Mutmaßliche IS-Terroristin aus Bochum will aussagen

Eine junge Bochumerin muss sich seit Dienstag in Düsseldorf als mutmaßliche IS-Terroristin vor Gericht verantworten. In Syrien soll sie anderen Frauen Sprengstoffgürtel zum Verkauf angeboten haben.

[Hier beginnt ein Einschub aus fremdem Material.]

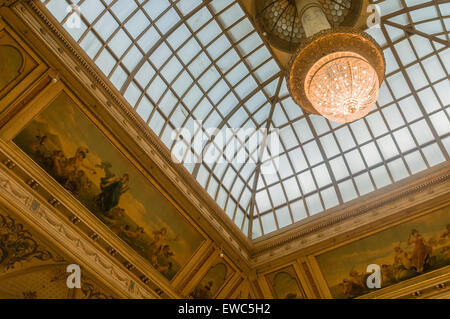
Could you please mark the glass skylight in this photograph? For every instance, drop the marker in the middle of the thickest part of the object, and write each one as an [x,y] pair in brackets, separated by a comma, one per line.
[178,62]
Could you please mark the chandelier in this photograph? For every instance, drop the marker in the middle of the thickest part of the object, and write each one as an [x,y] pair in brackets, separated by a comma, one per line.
[337,70]
[342,86]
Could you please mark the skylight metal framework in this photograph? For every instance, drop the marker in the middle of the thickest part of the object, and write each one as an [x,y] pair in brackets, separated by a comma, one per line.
[177,62]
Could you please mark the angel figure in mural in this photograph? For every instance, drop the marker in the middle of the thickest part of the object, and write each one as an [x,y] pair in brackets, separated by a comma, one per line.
[446,234]
[73,166]
[421,253]
[38,147]
[203,291]
[112,188]
[158,248]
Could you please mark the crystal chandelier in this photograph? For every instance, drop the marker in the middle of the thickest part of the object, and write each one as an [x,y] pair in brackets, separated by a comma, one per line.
[336,72]
[342,86]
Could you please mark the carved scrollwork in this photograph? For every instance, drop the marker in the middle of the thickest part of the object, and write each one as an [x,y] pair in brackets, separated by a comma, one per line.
[17,244]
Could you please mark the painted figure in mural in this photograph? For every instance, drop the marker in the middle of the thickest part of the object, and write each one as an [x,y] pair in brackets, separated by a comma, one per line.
[39,146]
[74,164]
[203,291]
[421,253]
[112,190]
[58,163]
[446,234]
[402,259]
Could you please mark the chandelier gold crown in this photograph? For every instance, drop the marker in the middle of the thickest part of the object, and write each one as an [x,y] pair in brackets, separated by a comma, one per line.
[337,70]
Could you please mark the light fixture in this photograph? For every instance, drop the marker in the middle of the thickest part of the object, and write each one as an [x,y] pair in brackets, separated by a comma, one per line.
[337,70]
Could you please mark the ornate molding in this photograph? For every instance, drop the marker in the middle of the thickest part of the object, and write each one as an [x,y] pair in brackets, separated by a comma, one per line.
[59,230]
[120,110]
[349,218]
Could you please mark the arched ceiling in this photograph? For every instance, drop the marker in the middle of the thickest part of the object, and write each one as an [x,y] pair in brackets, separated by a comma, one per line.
[178,62]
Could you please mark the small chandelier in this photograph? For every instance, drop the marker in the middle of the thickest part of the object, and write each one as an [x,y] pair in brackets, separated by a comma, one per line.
[342,86]
[337,72]
[337,69]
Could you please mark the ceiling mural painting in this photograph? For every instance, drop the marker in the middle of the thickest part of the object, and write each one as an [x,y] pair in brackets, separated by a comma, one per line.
[30,269]
[402,252]
[284,284]
[182,62]
[64,142]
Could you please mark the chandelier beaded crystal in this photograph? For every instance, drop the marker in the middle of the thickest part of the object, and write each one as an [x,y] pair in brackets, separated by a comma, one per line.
[336,72]
[342,87]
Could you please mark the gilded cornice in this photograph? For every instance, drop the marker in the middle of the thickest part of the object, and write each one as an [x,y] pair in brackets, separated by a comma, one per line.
[117,106]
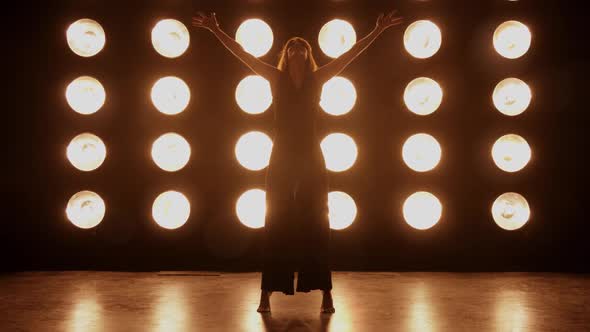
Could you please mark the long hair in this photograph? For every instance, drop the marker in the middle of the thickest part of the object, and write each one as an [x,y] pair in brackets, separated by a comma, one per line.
[284,59]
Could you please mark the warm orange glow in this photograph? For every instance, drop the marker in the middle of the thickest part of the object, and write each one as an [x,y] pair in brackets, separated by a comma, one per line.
[511,211]
[340,152]
[85,37]
[421,152]
[512,96]
[338,96]
[422,39]
[171,152]
[422,210]
[255,36]
[85,209]
[511,153]
[423,96]
[512,39]
[253,150]
[253,94]
[170,38]
[170,95]
[336,37]
[342,210]
[86,152]
[171,209]
[85,95]
[251,208]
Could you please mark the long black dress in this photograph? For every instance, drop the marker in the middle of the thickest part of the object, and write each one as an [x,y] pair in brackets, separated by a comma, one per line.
[297,230]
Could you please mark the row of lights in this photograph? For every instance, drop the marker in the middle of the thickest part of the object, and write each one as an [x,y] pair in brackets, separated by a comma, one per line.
[422,38]
[170,95]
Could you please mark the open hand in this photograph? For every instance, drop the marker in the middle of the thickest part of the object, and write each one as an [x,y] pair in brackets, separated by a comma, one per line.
[202,20]
[386,21]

10.09.2019, 02:39 Uhr / Lesedauer: 1 min

Eine mutmaßliche IS-Terroristin aus Bochum will vor Gericht umfassend aussagen. Das werde ein bis zwei Tage in Anspruch nehmen, kündigten ihr Verteidiger am Dienstag beim Prozessauftakt vor dem Düsseldorfer Oberlandesgericht an. Die Bundesanwaltschaft wirft der 27-jährigen Deutschen unter anderem Kriegsverbrechen und Verstöße gegen das Kriegswaffenkontrollgesetz vor.

Laut Anklage wurde sie im Umgang mit Kriegswaffen ausgebildet und trug zeitweilig einen Sprengstoffgürtel. Solche Gürtel soll sie anderen deutschsprachigen Frauen zudem zum Kauf angeboten haben. Nach Angaben des Gerichts hat die Angeklagte zu den Vorwürfen bislang geschwiegen.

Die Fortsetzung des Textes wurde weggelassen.